We have the equation of parabola as ${{y}^{2}}=4ax$.

Differentiating it w.r.t x on both sides, we get

$2y\dfrac{dy}{dx}=4a$ as $\dfrac{d}{dx}{{x}^{n}}=n{{x}^{n-1}}$

$\dfrac{dy}{dx}=\dfrac{4a}{2y}=\left( \dfrac{2a}{y} \right)\ldots \ldots (4)$.

Slope of tangent at $\left( a{{t}_{1}}^{2},2a{{t}_{1}} \right)$ can be given as,

${{\dfrac{dy}{dx}}_{\left| \left( a{{t}_{1}}^{2},2a{{t}_{1}} \right)
\right.}}=\dfrac{2a}{2a{{t}_{1}}}=\dfrac{1}{{{t}_{1}}}\ldots \ldots (5)$

Similarly, slope of tangent through Q can be given by equation (4) as

${{\dfrac{dy}{dx}}_{\left| \left( a{{t}_{2}}^{2},2a{{t}_{2}} \right)
\right.}}=\dfrac{2a}{2a{{t}_{2}}}=\dfrac{1}{{{t}_{2}}}\ldots \ldots (6)$

As we already know that slope of tangent through P and Q is given in the problem as $\tan {{\theta }_{1}}$ and $\tan {{\theta }_{2}}$.

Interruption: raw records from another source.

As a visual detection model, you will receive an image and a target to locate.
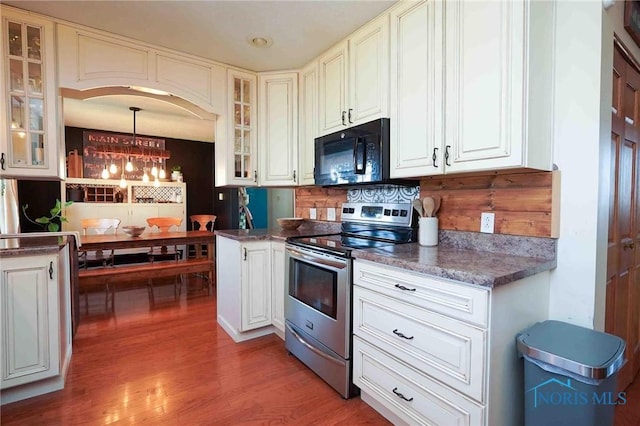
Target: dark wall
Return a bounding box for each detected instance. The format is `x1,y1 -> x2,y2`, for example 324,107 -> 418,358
19,127 -> 216,231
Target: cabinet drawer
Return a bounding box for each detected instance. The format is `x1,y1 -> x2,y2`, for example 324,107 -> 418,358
353,260 -> 489,327
354,336 -> 485,426
353,286 -> 486,402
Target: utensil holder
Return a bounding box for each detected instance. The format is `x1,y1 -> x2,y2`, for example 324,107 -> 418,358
419,217 -> 438,247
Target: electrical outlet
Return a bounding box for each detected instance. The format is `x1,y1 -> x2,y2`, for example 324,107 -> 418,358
327,207 -> 336,221
480,212 -> 495,233
309,208 -> 317,220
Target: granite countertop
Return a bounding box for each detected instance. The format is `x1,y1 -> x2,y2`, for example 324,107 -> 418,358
352,243 -> 556,288
214,226 -> 557,289
0,234 -> 72,257
215,221 -> 341,242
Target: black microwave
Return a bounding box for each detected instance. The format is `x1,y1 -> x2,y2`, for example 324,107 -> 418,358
314,118 -> 390,187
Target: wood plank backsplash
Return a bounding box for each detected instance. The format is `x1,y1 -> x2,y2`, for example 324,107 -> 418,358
294,170 -> 560,238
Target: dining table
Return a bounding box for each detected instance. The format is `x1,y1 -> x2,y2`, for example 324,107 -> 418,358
75,230 -> 215,326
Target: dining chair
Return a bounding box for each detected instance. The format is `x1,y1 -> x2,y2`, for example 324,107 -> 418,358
145,217 -> 183,300
79,218 -> 121,313
188,214 -> 217,294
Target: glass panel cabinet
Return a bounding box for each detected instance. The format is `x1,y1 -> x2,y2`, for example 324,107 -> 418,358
1,8 -> 61,179
226,69 -> 257,186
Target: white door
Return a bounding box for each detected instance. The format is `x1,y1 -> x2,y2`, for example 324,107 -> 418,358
1,254 -> 60,389
258,72 -> 298,186
298,61 -> 318,185
318,41 -> 347,135
348,13 -> 389,127
444,0 -> 525,173
389,0 -> 443,178
240,242 -> 272,331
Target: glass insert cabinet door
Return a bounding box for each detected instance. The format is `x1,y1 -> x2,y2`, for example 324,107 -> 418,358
228,69 -> 257,185
5,20 -> 46,168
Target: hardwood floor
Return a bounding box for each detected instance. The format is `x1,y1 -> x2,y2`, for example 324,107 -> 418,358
2,278 -> 639,425
1,279 -> 390,425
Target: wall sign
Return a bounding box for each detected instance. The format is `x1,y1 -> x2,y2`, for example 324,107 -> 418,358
82,131 -> 166,180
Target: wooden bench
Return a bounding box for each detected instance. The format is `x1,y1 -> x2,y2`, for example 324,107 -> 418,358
78,258 -> 214,310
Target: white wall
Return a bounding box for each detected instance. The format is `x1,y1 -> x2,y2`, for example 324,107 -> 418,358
549,1 -> 610,330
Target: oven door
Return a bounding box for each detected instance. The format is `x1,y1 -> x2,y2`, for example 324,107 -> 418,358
285,244 -> 351,358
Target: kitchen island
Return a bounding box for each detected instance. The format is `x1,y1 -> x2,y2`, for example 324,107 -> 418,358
0,233 -> 76,405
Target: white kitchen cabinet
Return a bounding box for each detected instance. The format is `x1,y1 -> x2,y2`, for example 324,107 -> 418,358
390,0 -> 554,179
318,13 -> 389,136
1,254 -> 59,389
298,61 -> 318,186
258,71 -> 298,186
442,0 -> 554,174
216,236 -> 278,342
352,259 -> 550,426
389,0 -> 443,179
222,69 -> 259,186
56,24 -> 226,114
0,7 -> 62,180
270,241 -> 286,339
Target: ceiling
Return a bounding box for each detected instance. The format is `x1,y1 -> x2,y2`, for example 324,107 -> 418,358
6,0 -> 397,141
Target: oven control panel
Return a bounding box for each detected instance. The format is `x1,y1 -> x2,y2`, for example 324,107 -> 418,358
341,202 -> 413,226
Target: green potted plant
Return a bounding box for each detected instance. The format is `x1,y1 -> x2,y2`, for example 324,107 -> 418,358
171,165 -> 183,182
22,199 -> 73,232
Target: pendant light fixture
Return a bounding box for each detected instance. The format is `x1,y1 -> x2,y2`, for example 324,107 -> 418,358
128,106 -> 141,174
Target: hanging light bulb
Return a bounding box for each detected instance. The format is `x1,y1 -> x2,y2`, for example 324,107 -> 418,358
159,166 -> 166,179
101,164 -> 109,179
125,157 -> 134,172
153,177 -> 160,187
119,174 -> 127,188
151,161 -> 158,177
142,168 -> 149,182
109,159 -> 117,174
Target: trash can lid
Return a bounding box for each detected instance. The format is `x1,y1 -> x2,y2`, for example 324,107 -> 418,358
516,320 -> 626,380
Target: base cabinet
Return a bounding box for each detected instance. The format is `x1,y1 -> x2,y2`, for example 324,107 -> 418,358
217,236 -> 284,342
352,259 -> 550,426
1,254 -> 59,389
1,242 -> 72,405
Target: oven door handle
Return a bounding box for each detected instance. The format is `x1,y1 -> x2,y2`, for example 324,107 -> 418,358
286,247 -> 347,270
286,323 -> 344,366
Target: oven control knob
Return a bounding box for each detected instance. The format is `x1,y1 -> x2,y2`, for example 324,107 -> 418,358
392,209 -> 399,216
384,209 -> 391,216
400,210 -> 408,217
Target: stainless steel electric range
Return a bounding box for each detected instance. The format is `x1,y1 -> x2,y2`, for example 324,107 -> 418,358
284,202 -> 417,398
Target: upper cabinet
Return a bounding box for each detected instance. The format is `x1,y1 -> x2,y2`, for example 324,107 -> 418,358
390,0 -> 554,179
389,0 -> 443,179
298,61 -> 318,186
318,13 -> 389,136
258,71 -> 298,186
443,0 -> 554,174
224,69 -> 258,186
0,8 -> 62,180
56,24 -> 226,115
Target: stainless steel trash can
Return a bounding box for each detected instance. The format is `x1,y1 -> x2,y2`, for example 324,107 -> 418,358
516,320 -> 626,426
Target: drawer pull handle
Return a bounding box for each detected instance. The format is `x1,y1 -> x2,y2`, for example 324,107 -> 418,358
394,284 -> 416,292
392,387 -> 413,402
49,261 -> 54,279
392,329 -> 414,340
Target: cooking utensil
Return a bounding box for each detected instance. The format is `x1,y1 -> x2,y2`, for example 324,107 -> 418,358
412,199 -> 424,217
432,195 -> 442,217
422,197 -> 435,217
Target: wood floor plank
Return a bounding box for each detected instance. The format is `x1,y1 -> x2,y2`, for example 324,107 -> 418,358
0,281 -> 390,425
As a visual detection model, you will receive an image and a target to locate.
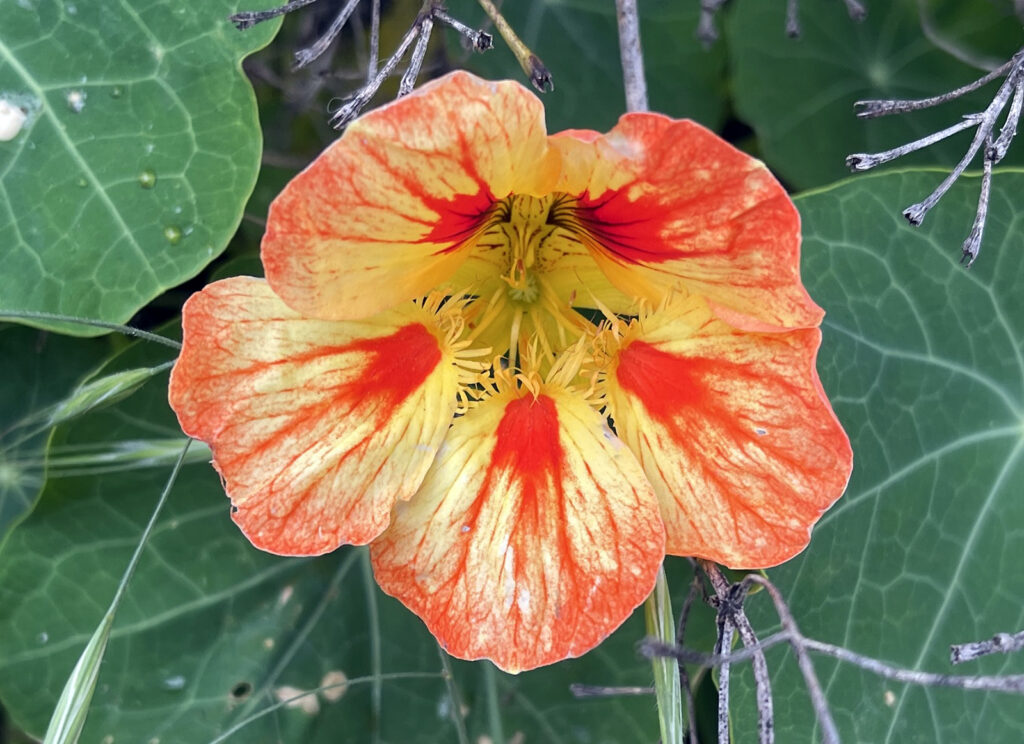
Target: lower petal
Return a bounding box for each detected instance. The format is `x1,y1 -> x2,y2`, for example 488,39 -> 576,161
168,277 -> 458,555
371,387 -> 665,673
604,299 -> 852,568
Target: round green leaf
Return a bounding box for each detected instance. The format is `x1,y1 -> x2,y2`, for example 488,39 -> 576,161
0,1 -> 279,335
730,169 -> 1024,740
727,0 -> 1024,189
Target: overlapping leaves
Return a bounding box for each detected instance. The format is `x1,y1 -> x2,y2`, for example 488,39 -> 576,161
0,0 -> 278,335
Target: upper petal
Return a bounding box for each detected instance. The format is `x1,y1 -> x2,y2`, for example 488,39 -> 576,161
168,277 -> 459,555
603,298 -> 852,568
552,113 -> 822,331
371,387 -> 665,673
262,71 -> 559,321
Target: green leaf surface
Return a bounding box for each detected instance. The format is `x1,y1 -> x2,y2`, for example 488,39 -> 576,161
727,0 -> 1024,189
730,169 -> 1024,741
0,1 -> 279,335
0,325 -> 111,543
446,0 -> 727,133
0,331 -> 716,743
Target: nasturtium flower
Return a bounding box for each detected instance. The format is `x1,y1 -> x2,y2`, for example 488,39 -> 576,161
169,71 -> 852,673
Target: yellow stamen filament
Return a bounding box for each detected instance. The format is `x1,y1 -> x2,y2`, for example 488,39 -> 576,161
463,288 -> 508,345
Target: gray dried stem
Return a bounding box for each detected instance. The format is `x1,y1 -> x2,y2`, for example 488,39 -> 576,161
229,0 -> 494,130
229,0 -> 320,29
847,48 -> 1024,266
702,562 -> 775,744
675,572 -> 702,744
696,0 -> 866,46
616,0 -> 648,112
639,568 -> 1024,743
951,630 -> 1024,665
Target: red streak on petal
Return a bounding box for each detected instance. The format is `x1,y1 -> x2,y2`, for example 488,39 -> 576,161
346,323 -> 443,410
459,394 -> 569,589
353,128 -> 496,253
419,185 -> 497,252
489,394 -> 562,486
615,338 -> 817,501
574,190 -> 683,265
615,340 -> 706,417
223,323 -> 442,478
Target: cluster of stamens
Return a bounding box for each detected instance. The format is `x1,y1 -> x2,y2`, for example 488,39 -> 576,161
425,193 -> 635,412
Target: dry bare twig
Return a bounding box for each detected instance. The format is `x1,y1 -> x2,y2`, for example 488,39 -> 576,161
951,630 -> 1024,665
637,568 -> 1024,743
847,47 -> 1024,266
701,562 -> 776,744
228,0 -> 531,130
615,0 -> 648,112
696,0 -> 866,47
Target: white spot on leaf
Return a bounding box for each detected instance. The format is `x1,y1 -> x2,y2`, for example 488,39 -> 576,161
66,89 -> 86,113
274,685 -> 320,715
277,585 -> 294,607
0,100 -> 27,141
320,670 -> 348,702
162,675 -> 186,690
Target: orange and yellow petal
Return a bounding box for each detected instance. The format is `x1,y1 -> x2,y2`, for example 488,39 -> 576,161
552,113 -> 822,331
262,71 -> 561,321
168,277 -> 459,556
602,298 -> 852,568
370,386 -> 665,673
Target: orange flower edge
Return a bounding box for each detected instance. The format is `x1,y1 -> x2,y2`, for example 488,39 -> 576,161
170,71 -> 852,672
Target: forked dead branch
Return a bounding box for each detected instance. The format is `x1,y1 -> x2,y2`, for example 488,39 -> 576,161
228,0 -> 553,129
847,47 -> 1024,266
634,562 -> 1024,744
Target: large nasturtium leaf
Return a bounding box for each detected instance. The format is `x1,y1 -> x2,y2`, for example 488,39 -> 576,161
0,1 -> 279,336
0,325 -> 113,543
727,0 -> 1024,189
446,0 -> 727,134
0,331 -> 687,743
728,169 -> 1024,741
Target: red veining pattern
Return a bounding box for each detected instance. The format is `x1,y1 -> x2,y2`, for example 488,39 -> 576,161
342,323 -> 443,410
486,394 -> 562,490
419,185 -> 497,251
174,312 -> 445,555
573,189 -> 683,265
615,340 -> 707,416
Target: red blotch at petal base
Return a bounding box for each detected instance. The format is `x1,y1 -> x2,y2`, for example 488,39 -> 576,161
606,305 -> 852,568
371,388 -> 666,673
168,277 -> 458,556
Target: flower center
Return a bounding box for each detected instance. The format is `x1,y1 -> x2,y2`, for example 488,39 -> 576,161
494,193 -> 563,305
449,192 -> 628,380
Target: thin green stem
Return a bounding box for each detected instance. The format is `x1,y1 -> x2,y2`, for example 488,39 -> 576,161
42,439 -> 192,744
0,310 -> 182,349
4,361 -> 175,452
360,549 -> 384,743
645,564 -> 684,744
206,672 -> 443,744
483,661 -> 506,744
436,645 -> 471,744
109,439 -> 192,608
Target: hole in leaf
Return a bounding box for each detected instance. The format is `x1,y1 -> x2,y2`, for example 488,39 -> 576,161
230,681 -> 252,700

Hence, from equation (5) and equation (6), we get

$\tan {{\theta }_{1}}=\dfrac{1}{{{t}_{1}}}\And \tan {{\theta }_{2}}=\dfrac{1}{{{t}_{2}}}\ldots \ldots (7)$

Now, for calculating slope of OR, we need to calculate equation of OR as:-

If we have two circles ${{S}_{1}}$ and ${{S}_{2}}$ then equation of their common chord is given as ${{S}_{1}}-{{S}_{2}}=0$.

As OR is a common chord of both circles in figure 1.

Hence equation of common chord can be calculated from equation (2) and (3) as

$\left( {{x}^{2}}+{{y}^{2}}-a{{t}_{1}}^{2}x-2a{{t}_{1}}y \right)-\left(
{{x}^{2}}+{{y}^{2}}-a{{t}_{2}}^{2}x-2a{{t}_{2}}y \right)=0$

On simplifying above, we get

$\begin{align}

  & -a{{t}_{1}}^{2}x-2a{{t}_{1}}y+a{{t}_{2}}^{2}x+2a{{t}_{2}}y=0 \\

 & \Rightarrow a{{t}_{2}}^{2}x-a{{t}_{1}}^{2}x+2a{{t}_{2}}y-2a{{t}_{1}}y=0 \\

 & \Rightarrow ax\left( {{t}_{2}}^{2}-{{t}_{1}}^{2} \right)+2ya\left( {{t}_{2}}-{{t}_{1}} \right)=0
\\

\end{align}$

We know algebraic identity

\[{{a}^{2}}-{{b}^{2}}=\left( a-b \right)\left( a+b \right)\], so above equation can be written as

\[ax\left( {{t}_{2}}-{{t}_{1}} \right)\left( {{t}_{2}}+{{t}_{1}} \right)+2ya\left( {{t}_{2}}-{{t}_{1}}
\right)=0\]

Taking \[\left( {{t}_{2}}-{{t}_{1}} \right)\] common, we get

\[\left( {{t}_{2}}-{{t}_{1}} \right)\left[ ax\left( {{t}_{2}}+{{t}_{1}} \right)+2ya \right]=0\]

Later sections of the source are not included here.